MARTIN: The world's been waiting on WHO authorization of this very important vaccine. What did they say today?

BEAUBIEN: Yeah, today, this was not yet the full authorization. They were offering interim guidance, but it was very important. And basically, they're saying, yes, the AstraZeneca vaccine can still be used. And they're basically saying that this study showed that there was reduced efficacy on this dominant strain that has started to be spreading in South Africa, but even so - the limited evidence, almost no evidence that it was preventing severe disease. So based on what they're seeing, they're saying that countries, including South Africa, should push forward with using this vaccine. Here's Katherine O'Brien. She's the head of immunization at the WHO.

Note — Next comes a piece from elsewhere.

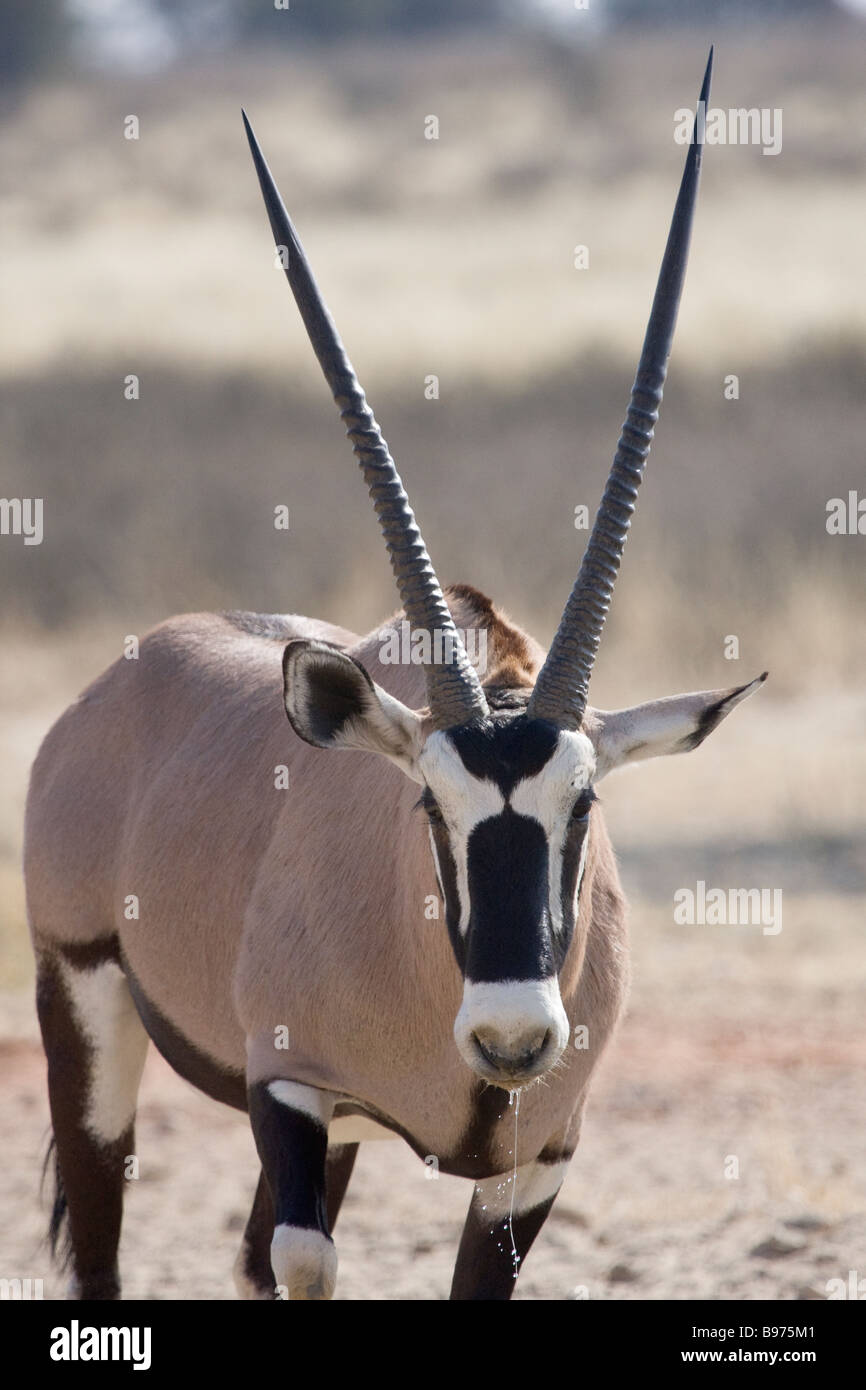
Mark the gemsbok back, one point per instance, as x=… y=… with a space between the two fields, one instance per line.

KATHERINE O'BRIEN: The advice from SAGE and taken on board now by WHO is to proceed with the vaccine even in the setting of variants.

BEAUBIEN: And that was the key takeaway. Keep proceeding with these vaccines, even where we're seeing these new variants popping up.

MARTIN: So, I mean, given that, how do they justify going ahead?

BEAUBIEN: Well, they say that that study was a small study. And it - that's - they didn't answer the question about, you know, are old people protected by this vaccine or not. And they believe that the AstraZeneca vaccine, even in what looks like, you know, the worst place in the world right now in terms of variants, South Africa, it still offers some protection, and it hopefully will keep older people from getting really sick. And that's why they're saying they should keep moving forward with it until there's more evidence.

MARTIN: So let's remind listeners this vaccine is not on the list of vaccines slated for use in the U.S., right?

BEAUBIEN: Right. Yeah, that's correct.

MARTIN: But it's still...

BEAUBIEN: At least not yet - not yet.

MARTIN: Right, not yet. But it's still very important to much of the world.

BEAUBIEN: Absolutely. It is by far the most significant vaccine in terms of doses that are expected to be delivered this year. There are purchase orders for more than 2 million (ph) doses of this vaccine, the AstraZeneca-Oxford vaccine. The next leading manufacturer globally is Pfizer, and their commitments are about half of that, roughly a billion (ph) doses. And the majority of AstraZeneca's vaccines are slated to go to low- and middle-income countries.

The WHO's chief scientist, Soumya Swaminathan, she warned front-line workers and people who are at risk of getting COVID, don't shop around. She said, don't wait for the perfect vaccine.



SOUMYA SWAMINATHAN: The vaccine now is much better than waiting for something potentially that may come down the road after six months or a year. So anything that's been approved by WHO that's available in the country, please do take it.

BEAUBIEN: So there's really just a sense of urgency. She's saying if you're getting offered a vaccine, go for it. Use them while they still work.

MARTIN: What happens at this point?

BEAUBIEN: So right now, we're waiting on the WHO to actually offer emergency use listing, which we're expecting that to come in the next couple of weeks.